Geospatial interpolation - K-nearest neighbors


K-Nearest Neighbors (short as KNN) is a neighbor-based learning method that can be used for interpolation, in this case KNN looks for a specified number k of sampled points closests to an unknown point.

In this article, we have tried the following two applications by KNN algorithm:

  • BallTree
  • KNN regressor

BallTree is a space partitioning data structure for organizing points in a multi-dimensional space. A most common application of ball tree is for nearest neighbor search, the algorithm exploits the distance property of the ball tree. With this method, the unknown point is interpolated by the k nearest neighbors’ value (in our case is the measurement of 5G signal), a weighted method based on the distance (inverse distance weighting) is used as closer points have larger weight when deciding the unknown point’s value.

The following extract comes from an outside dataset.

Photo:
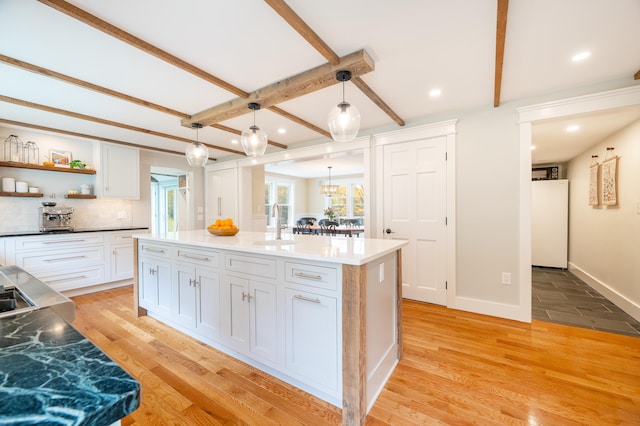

KNN regressor can be achieved by using sklearn library, the target (the unknow point) is predicted by local interpolation of the targets associated of the nearest neighbors.

Data Preparation

The 5G measurement is done by a 5G capable phone which could record the 5G serving cell information and signal quality information during the drive test, including physical cell ID, frequency, received signal strength (RSRP, RSRQ and SINR) etc. This measurement is an evidence of the network coverage and quality, but normally it cannot cover the every corner, therefore data interpolation is needed.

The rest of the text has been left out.